This summer, Sebastian Nanz and I have finally figured out what the best programming language is. The answer is…
Of course you immediately understood that the incipit is a joke. When it comes to complex feature-laden artifacts like general-purpose programming languages there is no such thing as the best tool for the job. In the reality of software development, different programmers with different skills, different attitudes, and different mindsets solve different problems following different methods, different practices, and different processes in different environments, using different tools and different programming languages. As a result, each programming language design strives to find trade-offs that are convenient to someone in the motley crowd of programmers.

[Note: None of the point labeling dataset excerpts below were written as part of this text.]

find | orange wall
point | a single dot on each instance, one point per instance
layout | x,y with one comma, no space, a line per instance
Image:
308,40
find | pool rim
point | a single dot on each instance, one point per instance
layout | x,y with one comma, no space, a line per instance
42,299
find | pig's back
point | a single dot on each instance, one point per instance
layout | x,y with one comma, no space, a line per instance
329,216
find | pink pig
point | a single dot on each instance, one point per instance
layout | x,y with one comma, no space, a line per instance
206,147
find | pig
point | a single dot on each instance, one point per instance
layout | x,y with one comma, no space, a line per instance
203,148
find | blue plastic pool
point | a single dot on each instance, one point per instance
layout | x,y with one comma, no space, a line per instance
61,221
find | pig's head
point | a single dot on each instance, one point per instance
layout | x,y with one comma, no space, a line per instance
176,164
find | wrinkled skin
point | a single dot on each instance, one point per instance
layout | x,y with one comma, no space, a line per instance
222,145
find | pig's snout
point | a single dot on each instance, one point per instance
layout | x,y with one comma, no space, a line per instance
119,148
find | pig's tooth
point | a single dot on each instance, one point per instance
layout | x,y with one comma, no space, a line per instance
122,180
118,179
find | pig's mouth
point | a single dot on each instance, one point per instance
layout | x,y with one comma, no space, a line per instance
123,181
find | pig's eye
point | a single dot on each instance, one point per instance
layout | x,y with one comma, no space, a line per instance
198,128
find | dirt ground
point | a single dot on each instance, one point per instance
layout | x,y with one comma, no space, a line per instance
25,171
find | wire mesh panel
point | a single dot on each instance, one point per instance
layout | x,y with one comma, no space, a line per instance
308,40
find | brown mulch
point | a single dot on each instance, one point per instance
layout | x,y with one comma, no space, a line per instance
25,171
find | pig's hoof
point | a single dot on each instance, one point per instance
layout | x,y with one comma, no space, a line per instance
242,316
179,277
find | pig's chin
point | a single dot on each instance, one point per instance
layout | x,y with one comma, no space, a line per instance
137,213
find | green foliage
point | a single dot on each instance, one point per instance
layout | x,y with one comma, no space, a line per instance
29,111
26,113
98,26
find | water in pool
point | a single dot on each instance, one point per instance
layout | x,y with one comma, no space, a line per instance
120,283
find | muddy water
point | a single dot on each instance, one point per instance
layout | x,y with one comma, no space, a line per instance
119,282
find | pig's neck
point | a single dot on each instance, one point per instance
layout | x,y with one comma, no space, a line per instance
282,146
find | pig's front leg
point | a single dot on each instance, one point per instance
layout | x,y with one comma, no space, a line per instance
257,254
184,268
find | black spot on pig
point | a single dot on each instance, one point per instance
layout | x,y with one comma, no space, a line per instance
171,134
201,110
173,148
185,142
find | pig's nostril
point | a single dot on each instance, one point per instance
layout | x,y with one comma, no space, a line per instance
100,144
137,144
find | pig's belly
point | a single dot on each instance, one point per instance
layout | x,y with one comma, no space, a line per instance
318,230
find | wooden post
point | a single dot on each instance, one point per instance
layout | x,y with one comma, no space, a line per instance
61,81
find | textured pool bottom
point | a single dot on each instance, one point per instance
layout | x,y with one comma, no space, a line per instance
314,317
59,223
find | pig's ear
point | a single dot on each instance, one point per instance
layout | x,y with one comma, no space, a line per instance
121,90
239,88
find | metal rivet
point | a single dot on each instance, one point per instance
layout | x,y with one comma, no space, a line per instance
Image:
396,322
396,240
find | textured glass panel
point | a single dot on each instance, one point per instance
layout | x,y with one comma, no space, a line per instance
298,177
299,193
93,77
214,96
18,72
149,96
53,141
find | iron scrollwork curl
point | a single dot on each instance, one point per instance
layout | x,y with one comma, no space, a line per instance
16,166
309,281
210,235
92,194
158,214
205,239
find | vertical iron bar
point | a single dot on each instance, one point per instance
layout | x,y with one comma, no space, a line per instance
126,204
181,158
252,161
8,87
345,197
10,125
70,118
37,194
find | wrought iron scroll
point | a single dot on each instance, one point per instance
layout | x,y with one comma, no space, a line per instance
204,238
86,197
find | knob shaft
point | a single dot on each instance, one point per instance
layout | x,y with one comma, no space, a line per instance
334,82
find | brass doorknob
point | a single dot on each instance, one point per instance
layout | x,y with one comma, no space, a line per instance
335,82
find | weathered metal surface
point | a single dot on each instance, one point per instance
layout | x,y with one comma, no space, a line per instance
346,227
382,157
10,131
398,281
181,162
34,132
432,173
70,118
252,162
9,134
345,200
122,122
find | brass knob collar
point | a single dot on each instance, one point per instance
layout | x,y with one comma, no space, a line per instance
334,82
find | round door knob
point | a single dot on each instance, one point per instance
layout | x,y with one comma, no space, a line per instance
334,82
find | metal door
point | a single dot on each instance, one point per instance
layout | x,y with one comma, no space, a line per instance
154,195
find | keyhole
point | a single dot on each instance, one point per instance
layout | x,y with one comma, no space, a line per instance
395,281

Still, the trade-offs of different languages should be demonstrable by impacting measurable features of programs written in those languages. In this recent work [Nanz and Furia, 2014], we have tried to contribute empirical evidence to better our understanding of how programming languages can be used in practice. One of the aspects we were interested in investigating was whether one can find empirical evidence to justify some of the folk knowledge about programming languages, which is very often passed on as a series of ipse dixit that should be self-evident — except that sometimes different authorities have dissenting opinions!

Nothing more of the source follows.